Walmart is seeking a Principal Engineer (Ceph Storage) to architect, operate, and troubleshoot multi-petabyte scale Ceph clusters in mission-critical environments, ensuring the reliability, security, and high performance of storage for business operations, customer platforms, and innovation workloads.
Requirements
- 10+ years hands-on experience with Ceph, including architecture, operations, and large-scale production support.
- Strong expertise in: Linux Systems: Kernel tuning, cgroups, systemd, process/thread debugging.
- Strong expertise in: Networking: TCP/IP, VLANs, BGP/OSPF, bonding, load balancing, RDMA, Jumbo Frames.
- Strong expertise in: Storage Internals: LVM, OSD design, Bluestore, RocksDB tuning, journaling, caching layers.
- Strong expertise in: Performance Tools: perf, iostat, atop, strace, tcpdump, Wireshark, eBPF.
- Strong expertise in: Debugging: Core dump analysis, kernel crash dump (kdump), system call tracing.

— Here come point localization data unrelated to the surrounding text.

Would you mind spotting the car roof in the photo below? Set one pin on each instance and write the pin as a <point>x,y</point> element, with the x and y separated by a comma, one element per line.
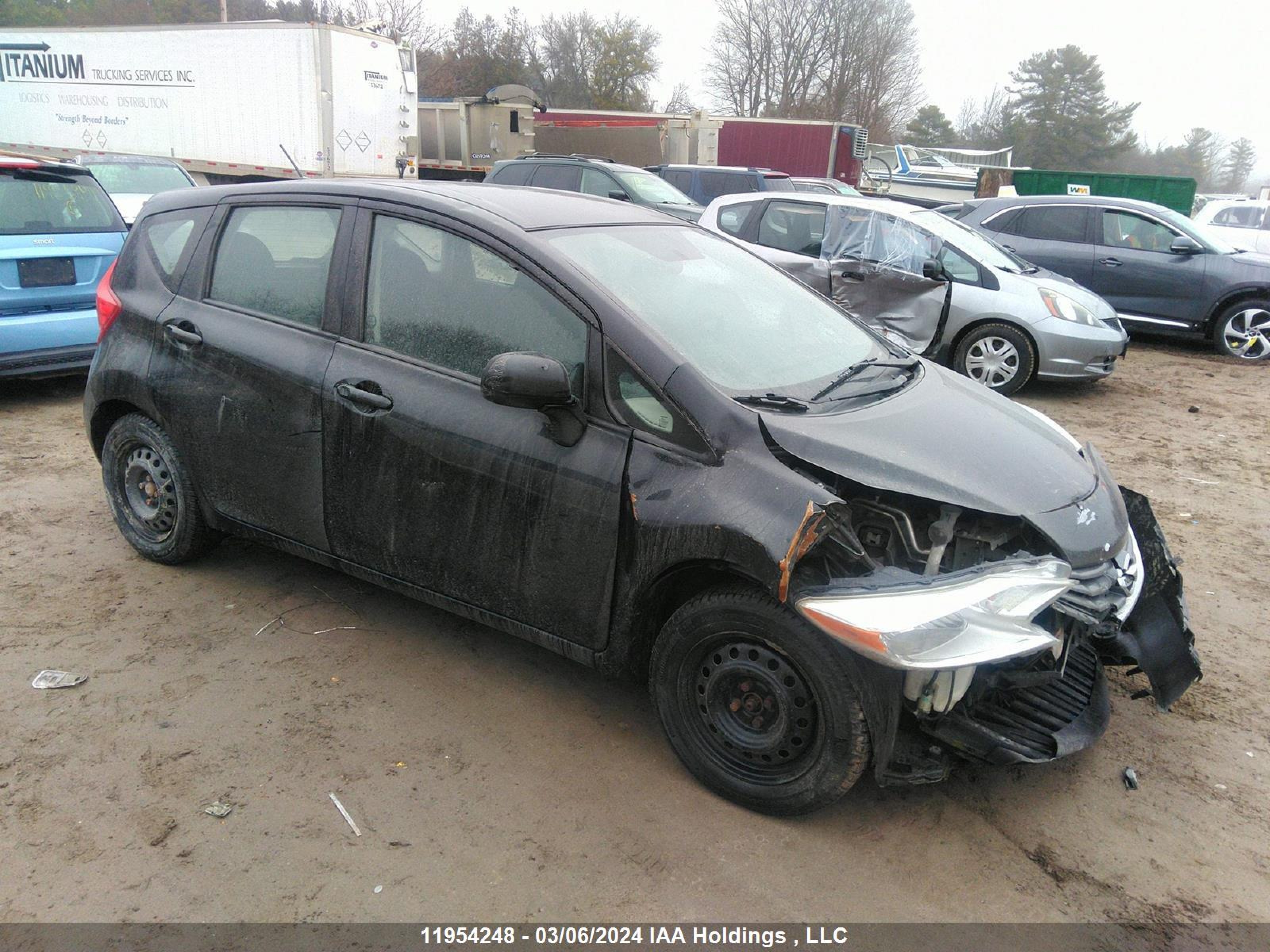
<point>17,162</point>
<point>901,210</point>
<point>1006,201</point>
<point>586,159</point>
<point>106,158</point>
<point>526,209</point>
<point>722,168</point>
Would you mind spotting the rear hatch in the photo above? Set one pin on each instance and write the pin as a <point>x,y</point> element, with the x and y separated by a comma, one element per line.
<point>59,233</point>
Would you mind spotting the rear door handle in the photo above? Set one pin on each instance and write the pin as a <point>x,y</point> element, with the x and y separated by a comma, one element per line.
<point>366,398</point>
<point>186,336</point>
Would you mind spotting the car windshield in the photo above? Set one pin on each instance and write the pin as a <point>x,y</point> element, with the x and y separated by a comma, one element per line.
<point>971,242</point>
<point>746,325</point>
<point>648,187</point>
<point>49,203</point>
<point>1201,233</point>
<point>138,178</point>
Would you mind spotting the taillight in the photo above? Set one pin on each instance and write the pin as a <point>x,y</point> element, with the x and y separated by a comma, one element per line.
<point>108,305</point>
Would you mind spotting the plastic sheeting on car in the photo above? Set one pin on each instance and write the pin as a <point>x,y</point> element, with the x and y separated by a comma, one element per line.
<point>876,272</point>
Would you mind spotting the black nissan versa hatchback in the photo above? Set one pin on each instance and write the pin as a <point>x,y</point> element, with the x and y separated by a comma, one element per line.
<point>632,442</point>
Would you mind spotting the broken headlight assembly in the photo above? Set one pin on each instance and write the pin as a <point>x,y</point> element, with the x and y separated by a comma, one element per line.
<point>970,617</point>
<point>1066,309</point>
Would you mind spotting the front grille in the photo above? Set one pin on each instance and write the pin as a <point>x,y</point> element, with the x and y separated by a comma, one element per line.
<point>1011,722</point>
<point>1030,718</point>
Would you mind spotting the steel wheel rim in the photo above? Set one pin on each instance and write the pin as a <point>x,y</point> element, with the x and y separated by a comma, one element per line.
<point>1248,334</point>
<point>149,493</point>
<point>992,362</point>
<point>751,709</point>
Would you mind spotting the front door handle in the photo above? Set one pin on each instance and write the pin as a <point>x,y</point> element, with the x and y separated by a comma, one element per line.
<point>185,336</point>
<point>366,398</point>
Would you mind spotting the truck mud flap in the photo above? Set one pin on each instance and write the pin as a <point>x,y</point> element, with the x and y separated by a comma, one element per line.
<point>1157,636</point>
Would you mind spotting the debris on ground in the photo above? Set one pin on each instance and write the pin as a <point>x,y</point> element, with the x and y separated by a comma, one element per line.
<point>169,825</point>
<point>344,813</point>
<point>58,679</point>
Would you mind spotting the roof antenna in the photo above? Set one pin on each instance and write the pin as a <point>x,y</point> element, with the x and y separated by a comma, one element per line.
<point>299,175</point>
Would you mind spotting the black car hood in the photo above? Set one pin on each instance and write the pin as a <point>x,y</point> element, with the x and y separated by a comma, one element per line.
<point>949,440</point>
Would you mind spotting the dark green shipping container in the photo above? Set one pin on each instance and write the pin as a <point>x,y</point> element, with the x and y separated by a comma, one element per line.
<point>1170,191</point>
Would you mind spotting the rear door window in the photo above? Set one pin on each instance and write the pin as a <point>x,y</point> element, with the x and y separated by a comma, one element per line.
<point>563,177</point>
<point>598,183</point>
<point>445,300</point>
<point>514,175</point>
<point>1123,229</point>
<point>1053,224</point>
<point>680,178</point>
<point>36,202</point>
<point>275,261</point>
<point>733,219</point>
<point>727,183</point>
<point>793,226</point>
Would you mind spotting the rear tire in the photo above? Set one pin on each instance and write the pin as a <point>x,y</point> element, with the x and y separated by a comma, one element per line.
<point>999,356</point>
<point>757,704</point>
<point>1243,330</point>
<point>152,494</point>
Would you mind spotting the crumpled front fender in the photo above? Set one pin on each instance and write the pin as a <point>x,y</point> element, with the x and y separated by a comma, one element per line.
<point>1157,635</point>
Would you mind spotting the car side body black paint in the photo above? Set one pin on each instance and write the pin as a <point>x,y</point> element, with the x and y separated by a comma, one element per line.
<point>586,549</point>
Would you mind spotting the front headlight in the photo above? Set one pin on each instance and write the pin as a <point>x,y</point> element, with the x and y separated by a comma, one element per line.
<point>1067,309</point>
<point>968,617</point>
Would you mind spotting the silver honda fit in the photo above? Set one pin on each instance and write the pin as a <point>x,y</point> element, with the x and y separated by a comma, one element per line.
<point>931,285</point>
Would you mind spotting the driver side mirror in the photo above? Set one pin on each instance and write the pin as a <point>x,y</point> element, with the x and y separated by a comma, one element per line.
<point>535,382</point>
<point>933,270</point>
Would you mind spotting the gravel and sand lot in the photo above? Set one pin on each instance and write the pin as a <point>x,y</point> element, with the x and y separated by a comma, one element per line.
<point>495,781</point>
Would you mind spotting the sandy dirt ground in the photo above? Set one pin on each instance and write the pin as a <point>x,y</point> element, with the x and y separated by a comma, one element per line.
<point>493,780</point>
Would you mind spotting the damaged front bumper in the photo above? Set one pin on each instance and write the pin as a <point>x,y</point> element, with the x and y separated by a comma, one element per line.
<point>1042,692</point>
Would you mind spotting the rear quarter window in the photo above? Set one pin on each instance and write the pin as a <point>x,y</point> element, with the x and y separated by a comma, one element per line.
<point>160,248</point>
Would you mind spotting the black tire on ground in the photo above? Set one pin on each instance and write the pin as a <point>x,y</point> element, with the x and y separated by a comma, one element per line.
<point>759,705</point>
<point>1231,330</point>
<point>150,493</point>
<point>978,346</point>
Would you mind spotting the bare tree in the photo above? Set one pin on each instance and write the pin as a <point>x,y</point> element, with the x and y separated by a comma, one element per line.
<point>844,59</point>
<point>680,101</point>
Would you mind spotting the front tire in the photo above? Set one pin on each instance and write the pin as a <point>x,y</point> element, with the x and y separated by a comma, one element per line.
<point>152,494</point>
<point>999,356</point>
<point>1244,330</point>
<point>757,704</point>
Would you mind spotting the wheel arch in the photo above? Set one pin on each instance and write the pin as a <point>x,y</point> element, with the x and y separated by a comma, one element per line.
<point>1249,292</point>
<point>996,319</point>
<point>106,416</point>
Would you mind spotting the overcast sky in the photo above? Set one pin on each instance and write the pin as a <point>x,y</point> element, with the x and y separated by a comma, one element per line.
<point>1187,64</point>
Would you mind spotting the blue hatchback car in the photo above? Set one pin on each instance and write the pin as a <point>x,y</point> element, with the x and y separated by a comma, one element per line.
<point>59,235</point>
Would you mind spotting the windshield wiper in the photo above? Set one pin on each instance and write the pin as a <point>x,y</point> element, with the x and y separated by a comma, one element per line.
<point>776,401</point>
<point>860,367</point>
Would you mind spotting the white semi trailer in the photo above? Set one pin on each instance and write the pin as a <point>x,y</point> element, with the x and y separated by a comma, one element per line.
<point>228,101</point>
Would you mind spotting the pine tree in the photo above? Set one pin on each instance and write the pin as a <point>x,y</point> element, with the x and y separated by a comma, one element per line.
<point>1239,164</point>
<point>930,127</point>
<point>1061,116</point>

- Proficiency in Python and Shell scripting for automation and tooling.
Responsibilities
- Architect, deploy, and manage large-scale clusters across multiple production sites.

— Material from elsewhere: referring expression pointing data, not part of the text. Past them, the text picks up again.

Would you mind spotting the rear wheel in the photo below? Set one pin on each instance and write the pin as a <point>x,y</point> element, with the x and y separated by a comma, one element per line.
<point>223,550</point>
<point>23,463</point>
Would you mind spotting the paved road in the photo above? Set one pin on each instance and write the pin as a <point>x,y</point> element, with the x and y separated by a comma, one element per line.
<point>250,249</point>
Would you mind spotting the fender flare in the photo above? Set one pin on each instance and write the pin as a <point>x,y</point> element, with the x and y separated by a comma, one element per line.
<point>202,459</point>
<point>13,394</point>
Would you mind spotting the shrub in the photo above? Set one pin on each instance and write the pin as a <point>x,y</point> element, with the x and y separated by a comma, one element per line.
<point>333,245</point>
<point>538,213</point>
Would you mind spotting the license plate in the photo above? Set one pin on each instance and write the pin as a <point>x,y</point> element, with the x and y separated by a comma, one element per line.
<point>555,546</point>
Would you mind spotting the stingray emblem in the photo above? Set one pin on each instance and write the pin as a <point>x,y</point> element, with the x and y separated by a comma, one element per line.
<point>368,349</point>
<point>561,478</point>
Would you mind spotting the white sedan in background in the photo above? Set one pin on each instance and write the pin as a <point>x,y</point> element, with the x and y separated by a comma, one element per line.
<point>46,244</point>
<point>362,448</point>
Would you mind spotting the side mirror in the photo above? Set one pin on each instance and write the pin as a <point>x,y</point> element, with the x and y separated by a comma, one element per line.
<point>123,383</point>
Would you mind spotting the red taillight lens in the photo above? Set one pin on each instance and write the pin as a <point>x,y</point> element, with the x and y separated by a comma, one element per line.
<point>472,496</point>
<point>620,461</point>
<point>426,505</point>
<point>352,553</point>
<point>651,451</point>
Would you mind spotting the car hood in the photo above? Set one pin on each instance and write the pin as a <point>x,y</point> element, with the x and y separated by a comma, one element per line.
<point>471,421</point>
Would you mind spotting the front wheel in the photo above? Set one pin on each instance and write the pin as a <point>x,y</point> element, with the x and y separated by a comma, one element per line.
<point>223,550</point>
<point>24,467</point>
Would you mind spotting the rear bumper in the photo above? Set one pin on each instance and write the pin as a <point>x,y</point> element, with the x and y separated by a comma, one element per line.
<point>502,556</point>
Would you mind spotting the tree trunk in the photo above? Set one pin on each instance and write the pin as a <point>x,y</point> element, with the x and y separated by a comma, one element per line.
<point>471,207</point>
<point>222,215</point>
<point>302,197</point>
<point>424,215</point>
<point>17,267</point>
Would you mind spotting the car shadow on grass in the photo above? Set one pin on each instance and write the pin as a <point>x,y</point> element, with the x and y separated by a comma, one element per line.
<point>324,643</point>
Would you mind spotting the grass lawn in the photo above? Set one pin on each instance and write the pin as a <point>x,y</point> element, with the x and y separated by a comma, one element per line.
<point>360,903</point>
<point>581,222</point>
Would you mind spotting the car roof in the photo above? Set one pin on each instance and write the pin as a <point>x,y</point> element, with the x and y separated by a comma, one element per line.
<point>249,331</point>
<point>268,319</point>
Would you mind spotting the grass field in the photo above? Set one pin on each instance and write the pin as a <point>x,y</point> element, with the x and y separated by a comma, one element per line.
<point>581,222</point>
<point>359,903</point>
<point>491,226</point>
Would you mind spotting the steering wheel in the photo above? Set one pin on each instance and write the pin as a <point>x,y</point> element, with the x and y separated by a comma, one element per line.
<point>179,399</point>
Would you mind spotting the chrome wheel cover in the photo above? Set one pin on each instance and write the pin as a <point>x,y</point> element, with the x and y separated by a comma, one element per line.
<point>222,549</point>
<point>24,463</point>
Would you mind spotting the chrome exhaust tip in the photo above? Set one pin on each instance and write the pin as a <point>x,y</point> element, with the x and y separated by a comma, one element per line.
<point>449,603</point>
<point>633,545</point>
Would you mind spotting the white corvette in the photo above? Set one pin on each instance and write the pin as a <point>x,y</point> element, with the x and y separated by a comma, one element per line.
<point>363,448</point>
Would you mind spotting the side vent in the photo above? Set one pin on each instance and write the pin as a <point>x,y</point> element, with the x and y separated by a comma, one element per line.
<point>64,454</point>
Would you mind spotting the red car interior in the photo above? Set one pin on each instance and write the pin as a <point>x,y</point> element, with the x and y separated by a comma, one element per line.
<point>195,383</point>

- Ensure storage availability, data durability, and cluster resiliency through advanced CRUSH map configurations, erasure coding, and replication strategies.
- Define upgrade strategy, cluster augmentation, node rebalancing, and hardware refreshes with minimal downtime.
- Own end-to-end lifecycle management of storage clusters, including OS/Kernel tuning, firmware upgrades, and hardware integration.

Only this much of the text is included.